Matterport3D：室内环境RGB-D数据的深度学习

Matterport3D：室内环境RGB-D数据的深度学习

Taylor Guo, 2017年9月24日

Matterport3D: Learning from RGB-D Data in Indoor Environments

Matterport3D Home Page

mpview is a C++ application for parsing and viewing houses in the Matterport3D dataset.
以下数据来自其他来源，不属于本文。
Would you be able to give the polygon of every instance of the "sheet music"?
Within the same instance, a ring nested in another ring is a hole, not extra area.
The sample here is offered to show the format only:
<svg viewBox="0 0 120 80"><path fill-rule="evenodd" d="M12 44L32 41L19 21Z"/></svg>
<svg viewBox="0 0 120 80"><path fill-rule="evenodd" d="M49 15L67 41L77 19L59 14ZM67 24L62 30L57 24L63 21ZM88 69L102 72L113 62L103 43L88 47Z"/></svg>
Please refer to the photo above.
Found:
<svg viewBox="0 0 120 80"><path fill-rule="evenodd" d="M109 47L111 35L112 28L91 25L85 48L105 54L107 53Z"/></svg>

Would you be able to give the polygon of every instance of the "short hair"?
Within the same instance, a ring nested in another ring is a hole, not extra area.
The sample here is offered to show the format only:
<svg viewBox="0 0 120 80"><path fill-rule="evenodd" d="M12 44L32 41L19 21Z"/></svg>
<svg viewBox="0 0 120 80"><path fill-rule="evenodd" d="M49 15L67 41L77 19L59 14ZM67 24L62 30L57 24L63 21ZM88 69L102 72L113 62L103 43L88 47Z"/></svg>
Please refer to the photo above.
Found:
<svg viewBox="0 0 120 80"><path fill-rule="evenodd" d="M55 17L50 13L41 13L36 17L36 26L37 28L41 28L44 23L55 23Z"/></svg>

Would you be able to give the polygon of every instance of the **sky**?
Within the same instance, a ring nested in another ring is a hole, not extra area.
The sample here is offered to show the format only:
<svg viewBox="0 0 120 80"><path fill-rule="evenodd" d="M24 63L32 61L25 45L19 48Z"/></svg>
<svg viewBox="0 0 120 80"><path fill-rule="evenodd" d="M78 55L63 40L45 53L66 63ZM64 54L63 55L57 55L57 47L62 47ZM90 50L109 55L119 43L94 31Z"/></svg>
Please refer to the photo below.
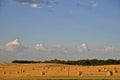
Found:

图1：Matterport3D数据集，包括高动态范围彩色图像，深度图，全景天空盒，材质网格，区域布局和分类，物体语义分割。

Matterport3D数据集

图2：拍摄全景的视角（绿色的球体），平均间距是2.25米。

3.1 数据获取过程

Matterport的数据获取，使用了三脚架固定的相机设备，有3个彩色相机和3个深度相机，分布在上中下。对于每个全景，它需要沿着垂直方向旋转到6个不同的方向（也就是60度拍一下），每个彩色相机都要拍高动态范围图像。当相机旋转时，3个深度相机持续拍摄数据，整合生成1280×1024的深度图像，与每幅彩色照片进行配准。每个全景图像是由18个彩色图片组成，中心点正好是拍摄人员的高度。
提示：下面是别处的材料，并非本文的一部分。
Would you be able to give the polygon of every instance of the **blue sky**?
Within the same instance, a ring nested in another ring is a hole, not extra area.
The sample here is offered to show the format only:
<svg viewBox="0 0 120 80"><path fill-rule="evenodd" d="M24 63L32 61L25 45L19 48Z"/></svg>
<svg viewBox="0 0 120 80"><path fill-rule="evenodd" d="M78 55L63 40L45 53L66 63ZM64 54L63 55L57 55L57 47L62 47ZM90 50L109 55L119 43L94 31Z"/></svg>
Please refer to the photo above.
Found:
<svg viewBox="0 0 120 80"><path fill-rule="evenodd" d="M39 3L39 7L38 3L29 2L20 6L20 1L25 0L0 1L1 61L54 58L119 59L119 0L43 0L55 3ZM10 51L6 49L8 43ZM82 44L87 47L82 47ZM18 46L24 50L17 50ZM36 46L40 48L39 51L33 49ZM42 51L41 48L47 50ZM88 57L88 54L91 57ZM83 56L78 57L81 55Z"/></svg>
数据集中的每个环境，操作人员拍摄的一组全景在可行走的户型图的区域上都统一间隔2.5米。用户用iPad App标记窗户和镜子所在的位置，并把数据传给Matterport。Matterport对原始数据做以下处理：

1）拼接图片形成全景“天空盒”用于全景观看，

2）对每幅图片用全局捆集调整，估计6个自由度，

3）重建一个纹理网格多边面，包含这个环境的所有可见表面。

每个场景处理过后，会得到一组1280×1024（高动态范围色彩）分辨率的图像，每张图都带6个自由度的相机位姿估计，同一全景下的一个天空盒、每组18张图片，整个场景的纹理多边形网格面。总的来说，数据集包含90个建筑物的194,400张RGB-D图像，10,800个全景图像，24,727,520个纹理三角面；纹理网格重构算法从【21】和【25】获得。

3.2 语义标注

为了做3D实例语义标注，首先创建户型图对房子进行标注，从户型图中提取房间区域，再密集操作标注每个区域的物体。
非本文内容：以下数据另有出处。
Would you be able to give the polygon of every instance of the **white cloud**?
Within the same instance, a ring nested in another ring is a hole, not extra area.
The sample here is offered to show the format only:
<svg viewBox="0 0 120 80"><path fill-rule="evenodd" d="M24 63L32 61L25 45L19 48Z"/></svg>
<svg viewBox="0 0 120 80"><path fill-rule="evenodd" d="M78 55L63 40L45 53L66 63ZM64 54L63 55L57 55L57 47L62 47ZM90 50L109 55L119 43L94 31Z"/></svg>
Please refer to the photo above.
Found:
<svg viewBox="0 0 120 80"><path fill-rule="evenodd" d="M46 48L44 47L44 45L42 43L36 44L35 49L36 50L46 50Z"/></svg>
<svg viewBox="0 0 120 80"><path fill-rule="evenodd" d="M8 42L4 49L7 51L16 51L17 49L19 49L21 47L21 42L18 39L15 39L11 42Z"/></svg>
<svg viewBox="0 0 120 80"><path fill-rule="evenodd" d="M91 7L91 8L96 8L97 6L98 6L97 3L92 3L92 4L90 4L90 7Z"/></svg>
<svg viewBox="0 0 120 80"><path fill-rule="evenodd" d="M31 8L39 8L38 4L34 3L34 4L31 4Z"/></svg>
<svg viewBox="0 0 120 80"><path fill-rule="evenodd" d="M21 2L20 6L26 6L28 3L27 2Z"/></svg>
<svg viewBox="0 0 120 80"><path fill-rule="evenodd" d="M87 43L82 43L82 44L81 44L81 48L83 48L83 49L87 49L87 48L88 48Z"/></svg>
语义标注过程的第一步是，通过指出3D空间和语义分类标签，将每个建筑的每个房间区域分解成区域模块。标注者使用一个简单的交互工具，选择一个目录，对每个区域在地面上画出一个2D多边形（如图3所示）。这个工具就会将多边形贴到合适的平面表面（墙和地板），也会贴到天花板上。

图3：标注者提供户型图。户型图定义了标注物体语义的区域。左图是带纹理网格。右图是户型图，不同区域用不同颜色区别。

第二步是对每个区域中物体标记3D表面。我们用泊松扫描表面重构【6】提取每个区域的网格。然后，使用Dai【7】Scan-net分包接口对每个区域画三角面，给这个区域中的所有物体加上名称。我们通过众包平台先收集一组初始标签，由10位专业标注者完成、确认和验证。确保了高质量的标签标准和更大的标注范围。

3D分割包含50,811个物体实例标注。众包工作人员使用自己的文本标签格式，一共有1659种文本标签。我们对他们进行后处理，构建一组40类物体，映射到WordNet。图5是物体语义目录的分布，图4是彩色网格例子。

图4：语义标注的例子。左边是：3D房间网格。中间是：物体标签。右边是：物体类别标签

3.3 数据集的特性

RGB-D全景

Matterport3D包含了配置的1280×1024彩色和深度图像，18个视图包含大约3.75sr（整个球体，除了南北极），沿着“天空盒”分布图像，外面看起来是沿着位于全景中心的立方体分布。这些RGB-D全景提供了新的机会来识别场景目录，估计区域分布，了解他们之间的关系，还有更多应用参考4.4节。

精准全局配准

尽管数据集里没有基准相机位姿，也无法客观地测量误差，但我们可以估计出对应表面点之间的平均配准误差在1厘米以内，甚至更低（如图6）。也有一些表面的不当匹配为10厘米或更大，但这些很少见。通常一对图像，他们包含的视野有好几米。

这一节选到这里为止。